Beijing will close 2,500 small polluting firms this year in its latest effort to combat pollution, state news agency Xinhua reported on Saturday, citing the municipal government. Pollution is a sensitive topic in China, with thousands of protests sparked every year by concerns about environmental degradation, particularly from factories.
Four districts in the capital, which has been hit by bouts of choking smog this winter, will be required to shut down 2,500 companies by the end of the year, with more scheduled to be closed next year, Xinhua said.
The Chinese capital has for many years suffered from serious air pollution. Primary sources of pollutants include exhaust emission from Beijing’s more than five million motor vehicles, coal burning in neighbouring regions, dust storms from the north and local construction dust. A particularly severe smog engulfed the city for weeks in early 2013, elevating public awareness to unprecedented levels and prompting the government to roll out emergency measures.
A smartphone app relaying data from the US embassy’s air quality sensor shows hazardous levels of fine-particle pollution in Beijing yesterday. Meteorologists have blamed the quick melting of recent snowfalls for pollution bad enough to make healthy people sick. Traffic almost came to a standstill in some areas due to poor visibility.
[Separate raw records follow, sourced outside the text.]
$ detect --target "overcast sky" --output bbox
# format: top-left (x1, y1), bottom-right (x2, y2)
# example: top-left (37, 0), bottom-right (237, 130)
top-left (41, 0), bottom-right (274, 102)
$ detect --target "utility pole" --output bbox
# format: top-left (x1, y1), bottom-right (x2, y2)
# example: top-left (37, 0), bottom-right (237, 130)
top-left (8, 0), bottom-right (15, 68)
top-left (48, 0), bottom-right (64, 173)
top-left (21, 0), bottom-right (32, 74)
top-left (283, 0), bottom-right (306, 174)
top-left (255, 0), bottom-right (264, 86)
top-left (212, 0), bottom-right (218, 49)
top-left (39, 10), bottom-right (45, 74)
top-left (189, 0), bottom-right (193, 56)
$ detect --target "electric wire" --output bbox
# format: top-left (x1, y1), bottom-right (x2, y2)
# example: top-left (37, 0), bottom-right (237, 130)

In June 2012, following strongly divergent disclosures of particulate levels between the Observatory and the US Embassy, Chinese authorities asked foreign consulates to stop publishing “inaccurate and unlawful” data. Controversy arose when U.S. Embassy declared Beijing air as “very unhealthy” on 5 June; underlying data showed 199 micrograms of particulate matter. In contrast, readings from the Beijing Municipal Environmental Protection Bureau declared Beijing air as “good”; its data showed levels between 51 and 79 micrograms for the corresponding period. Officials said it was “not scientific to evaluate the air quality of an area with results gathered from just only one point inside that area”, and asserted that official daily average PM2.5 figures for Beijing and Shanghai were “almost the same with the results published by foreign embassies and consulates”.
By January 2013 the pollution had worsened with official Beijing data showing an average figure over 300 and readings of up to 700 at individual recording stations while the US Embassy recorded over 755 on January 1 and 800 by January 12.
On October 21, 2013, record smog closed the Harbin Airport along with all schools in the area. Daily particulate levels of more than 50 times the World Health Organisation recommended daily level were reported in parts of the municipality.